身代わり婚だったのに、極甘愛で満たされました~虐げられた私が冷徹御曹司の花嫁になるまで~
 彼の祖父である宇賀地グループの会長が”生まれも育ちも良い令嬢”を孫の嫁に迎えたいという強い意向を持っており、嵯峨家の令嬢亜希奈との縁談が持ち上がった。
 
 その話が出たのが今から二年前。
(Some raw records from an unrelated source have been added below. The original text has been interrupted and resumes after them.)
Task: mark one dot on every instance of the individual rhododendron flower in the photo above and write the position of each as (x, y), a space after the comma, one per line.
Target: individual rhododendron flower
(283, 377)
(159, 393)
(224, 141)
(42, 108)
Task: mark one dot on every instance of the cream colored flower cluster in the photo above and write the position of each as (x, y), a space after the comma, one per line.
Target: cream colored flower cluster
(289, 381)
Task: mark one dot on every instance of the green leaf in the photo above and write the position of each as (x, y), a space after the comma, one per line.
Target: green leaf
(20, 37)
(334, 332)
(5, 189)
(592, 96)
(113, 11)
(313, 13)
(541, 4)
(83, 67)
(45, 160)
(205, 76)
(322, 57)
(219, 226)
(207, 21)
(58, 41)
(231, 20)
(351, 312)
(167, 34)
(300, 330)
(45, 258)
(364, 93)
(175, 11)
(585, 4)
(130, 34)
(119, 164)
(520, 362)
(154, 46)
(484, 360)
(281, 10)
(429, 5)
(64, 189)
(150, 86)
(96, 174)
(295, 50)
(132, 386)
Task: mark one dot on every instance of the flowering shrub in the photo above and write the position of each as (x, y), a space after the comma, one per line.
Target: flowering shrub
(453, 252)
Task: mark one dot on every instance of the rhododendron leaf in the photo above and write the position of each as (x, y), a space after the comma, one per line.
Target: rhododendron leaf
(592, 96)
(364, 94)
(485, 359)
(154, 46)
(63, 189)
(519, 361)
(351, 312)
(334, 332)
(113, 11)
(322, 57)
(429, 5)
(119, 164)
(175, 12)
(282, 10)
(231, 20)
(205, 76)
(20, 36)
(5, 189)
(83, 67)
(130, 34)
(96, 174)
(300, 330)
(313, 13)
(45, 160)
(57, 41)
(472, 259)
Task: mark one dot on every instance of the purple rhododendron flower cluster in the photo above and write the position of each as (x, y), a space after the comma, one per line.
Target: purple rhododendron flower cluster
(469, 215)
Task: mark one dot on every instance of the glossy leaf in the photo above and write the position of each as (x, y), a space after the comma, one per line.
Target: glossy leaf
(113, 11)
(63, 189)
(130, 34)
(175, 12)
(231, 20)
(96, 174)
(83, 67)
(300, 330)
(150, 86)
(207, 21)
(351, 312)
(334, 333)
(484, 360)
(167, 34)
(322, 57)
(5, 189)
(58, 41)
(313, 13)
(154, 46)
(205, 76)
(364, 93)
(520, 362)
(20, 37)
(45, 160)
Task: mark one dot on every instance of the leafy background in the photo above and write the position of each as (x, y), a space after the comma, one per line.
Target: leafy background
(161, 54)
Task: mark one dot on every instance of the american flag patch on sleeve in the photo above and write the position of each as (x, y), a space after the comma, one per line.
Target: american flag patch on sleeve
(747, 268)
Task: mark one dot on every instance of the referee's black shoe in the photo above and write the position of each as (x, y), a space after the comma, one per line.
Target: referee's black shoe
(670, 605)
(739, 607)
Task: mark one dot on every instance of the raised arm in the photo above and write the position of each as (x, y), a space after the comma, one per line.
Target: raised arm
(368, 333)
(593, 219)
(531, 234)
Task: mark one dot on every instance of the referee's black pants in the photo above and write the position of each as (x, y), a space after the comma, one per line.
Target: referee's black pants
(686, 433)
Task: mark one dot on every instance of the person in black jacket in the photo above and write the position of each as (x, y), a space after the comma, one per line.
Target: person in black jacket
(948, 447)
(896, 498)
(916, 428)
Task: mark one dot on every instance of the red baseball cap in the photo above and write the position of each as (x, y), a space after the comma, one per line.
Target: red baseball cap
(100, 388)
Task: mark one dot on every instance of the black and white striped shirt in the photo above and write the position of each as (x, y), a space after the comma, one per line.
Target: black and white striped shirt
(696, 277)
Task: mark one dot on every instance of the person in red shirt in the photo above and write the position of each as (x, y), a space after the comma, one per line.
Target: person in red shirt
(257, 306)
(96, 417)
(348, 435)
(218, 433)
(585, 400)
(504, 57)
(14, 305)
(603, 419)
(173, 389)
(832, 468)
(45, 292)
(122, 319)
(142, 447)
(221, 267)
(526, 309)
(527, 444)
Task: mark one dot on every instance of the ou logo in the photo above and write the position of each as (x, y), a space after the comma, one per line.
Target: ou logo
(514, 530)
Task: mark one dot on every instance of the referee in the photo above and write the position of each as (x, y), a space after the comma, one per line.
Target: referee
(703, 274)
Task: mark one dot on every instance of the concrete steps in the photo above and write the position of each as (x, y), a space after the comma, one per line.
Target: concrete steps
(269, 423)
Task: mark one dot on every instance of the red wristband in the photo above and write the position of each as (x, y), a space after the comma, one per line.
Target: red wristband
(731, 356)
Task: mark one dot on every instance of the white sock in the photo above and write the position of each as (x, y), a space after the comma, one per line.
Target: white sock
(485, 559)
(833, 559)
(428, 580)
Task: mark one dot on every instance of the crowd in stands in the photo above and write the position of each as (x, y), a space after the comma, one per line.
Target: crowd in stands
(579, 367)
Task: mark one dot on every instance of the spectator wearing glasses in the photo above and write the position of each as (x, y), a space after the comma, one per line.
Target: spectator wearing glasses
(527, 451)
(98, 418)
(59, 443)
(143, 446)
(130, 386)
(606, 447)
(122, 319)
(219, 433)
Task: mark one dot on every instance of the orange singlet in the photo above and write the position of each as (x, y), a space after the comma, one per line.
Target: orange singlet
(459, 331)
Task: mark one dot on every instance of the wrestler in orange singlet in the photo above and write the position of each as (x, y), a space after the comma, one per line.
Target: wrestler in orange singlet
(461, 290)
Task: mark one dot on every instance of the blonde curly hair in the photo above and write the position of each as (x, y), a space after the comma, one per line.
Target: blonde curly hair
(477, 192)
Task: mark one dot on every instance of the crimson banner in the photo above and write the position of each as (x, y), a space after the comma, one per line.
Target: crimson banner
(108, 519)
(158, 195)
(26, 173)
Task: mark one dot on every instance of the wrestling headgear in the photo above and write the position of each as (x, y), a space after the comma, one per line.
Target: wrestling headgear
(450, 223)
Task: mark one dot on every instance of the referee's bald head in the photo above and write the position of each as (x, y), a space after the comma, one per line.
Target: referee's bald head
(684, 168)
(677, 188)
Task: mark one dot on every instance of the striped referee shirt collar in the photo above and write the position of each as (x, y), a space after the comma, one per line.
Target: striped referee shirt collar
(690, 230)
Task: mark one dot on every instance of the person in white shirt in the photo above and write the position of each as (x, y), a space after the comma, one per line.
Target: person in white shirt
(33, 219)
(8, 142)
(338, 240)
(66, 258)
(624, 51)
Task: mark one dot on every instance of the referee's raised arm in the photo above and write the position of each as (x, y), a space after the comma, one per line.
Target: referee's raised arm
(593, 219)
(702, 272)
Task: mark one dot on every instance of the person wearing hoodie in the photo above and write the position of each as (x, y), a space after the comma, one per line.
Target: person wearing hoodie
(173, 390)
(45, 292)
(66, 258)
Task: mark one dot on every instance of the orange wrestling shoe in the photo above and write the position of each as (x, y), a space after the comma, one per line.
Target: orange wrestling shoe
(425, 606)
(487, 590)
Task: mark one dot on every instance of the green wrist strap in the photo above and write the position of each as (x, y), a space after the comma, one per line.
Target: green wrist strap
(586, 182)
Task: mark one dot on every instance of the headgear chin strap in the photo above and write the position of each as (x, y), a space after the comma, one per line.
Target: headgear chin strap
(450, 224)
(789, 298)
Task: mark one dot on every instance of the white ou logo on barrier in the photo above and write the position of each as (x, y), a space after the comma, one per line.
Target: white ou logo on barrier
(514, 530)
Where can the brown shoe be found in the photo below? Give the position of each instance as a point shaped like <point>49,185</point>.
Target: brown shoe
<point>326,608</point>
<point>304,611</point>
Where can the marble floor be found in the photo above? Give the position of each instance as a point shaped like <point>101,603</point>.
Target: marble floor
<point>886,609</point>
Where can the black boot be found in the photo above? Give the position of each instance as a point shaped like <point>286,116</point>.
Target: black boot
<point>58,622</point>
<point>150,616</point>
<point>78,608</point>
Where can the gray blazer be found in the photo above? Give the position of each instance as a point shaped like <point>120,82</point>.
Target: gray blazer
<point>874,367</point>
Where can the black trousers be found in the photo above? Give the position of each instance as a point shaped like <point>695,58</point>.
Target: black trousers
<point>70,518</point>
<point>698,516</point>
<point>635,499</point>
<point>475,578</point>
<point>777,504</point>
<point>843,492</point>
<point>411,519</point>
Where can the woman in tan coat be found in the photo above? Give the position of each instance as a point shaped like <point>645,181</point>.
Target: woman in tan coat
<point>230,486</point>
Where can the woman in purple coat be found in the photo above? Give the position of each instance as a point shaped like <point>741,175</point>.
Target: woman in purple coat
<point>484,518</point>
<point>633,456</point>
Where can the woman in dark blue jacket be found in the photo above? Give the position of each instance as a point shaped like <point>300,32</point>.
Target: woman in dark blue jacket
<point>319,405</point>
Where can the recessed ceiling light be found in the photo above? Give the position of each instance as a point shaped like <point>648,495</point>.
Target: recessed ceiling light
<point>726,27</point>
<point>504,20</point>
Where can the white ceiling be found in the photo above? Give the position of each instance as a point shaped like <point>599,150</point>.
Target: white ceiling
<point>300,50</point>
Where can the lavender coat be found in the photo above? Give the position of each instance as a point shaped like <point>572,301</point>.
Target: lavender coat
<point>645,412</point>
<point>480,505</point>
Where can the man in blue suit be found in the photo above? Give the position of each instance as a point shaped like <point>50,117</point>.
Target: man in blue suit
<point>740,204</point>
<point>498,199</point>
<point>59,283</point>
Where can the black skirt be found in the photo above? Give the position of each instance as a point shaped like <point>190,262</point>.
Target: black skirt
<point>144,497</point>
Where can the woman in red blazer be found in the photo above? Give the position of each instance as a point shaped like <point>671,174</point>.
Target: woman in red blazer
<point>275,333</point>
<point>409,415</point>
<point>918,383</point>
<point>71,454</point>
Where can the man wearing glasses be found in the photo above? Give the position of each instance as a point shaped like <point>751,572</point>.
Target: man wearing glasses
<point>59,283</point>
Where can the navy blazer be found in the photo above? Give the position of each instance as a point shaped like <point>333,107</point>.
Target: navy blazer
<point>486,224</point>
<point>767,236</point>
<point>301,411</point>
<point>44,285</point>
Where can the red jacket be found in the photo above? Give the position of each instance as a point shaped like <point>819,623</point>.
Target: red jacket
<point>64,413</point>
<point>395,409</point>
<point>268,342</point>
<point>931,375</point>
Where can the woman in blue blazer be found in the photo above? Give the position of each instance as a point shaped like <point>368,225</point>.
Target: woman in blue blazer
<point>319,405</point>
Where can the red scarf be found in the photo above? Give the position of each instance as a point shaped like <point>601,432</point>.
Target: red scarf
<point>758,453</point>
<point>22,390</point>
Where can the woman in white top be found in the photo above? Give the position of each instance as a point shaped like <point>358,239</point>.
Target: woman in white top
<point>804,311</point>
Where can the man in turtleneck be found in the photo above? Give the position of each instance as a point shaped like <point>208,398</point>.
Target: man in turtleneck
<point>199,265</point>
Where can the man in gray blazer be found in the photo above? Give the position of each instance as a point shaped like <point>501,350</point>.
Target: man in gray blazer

しかし当人の耀は自ら陣頭指揮をとっている外食サービスの新規事業展開で忙しいからと亜希奈と会おうとせず、その後ものらりくらりと理由を付けて避け続けていたらしい。

 しかし、いい加減にしろと祖父にせっつかれ、正式にお見合いをすることになったようだ。

(きっと、本人はお見合いに気が乗らないんだろうな。おじいさんに押し付けられたお見合いなんて断りたいよね)

 他人事のように思いを馳せる。残念ながら生まれてこのかた交際経験はない結乃だが、自分だって好きになった人と幸せな結婚がしたいと思っていた。
 思っていたのだが。

「あなたにも一応嵯峨家の血が流れているんだから。上手くやって頂戴」
 伯母の声は相変わらず冷たい。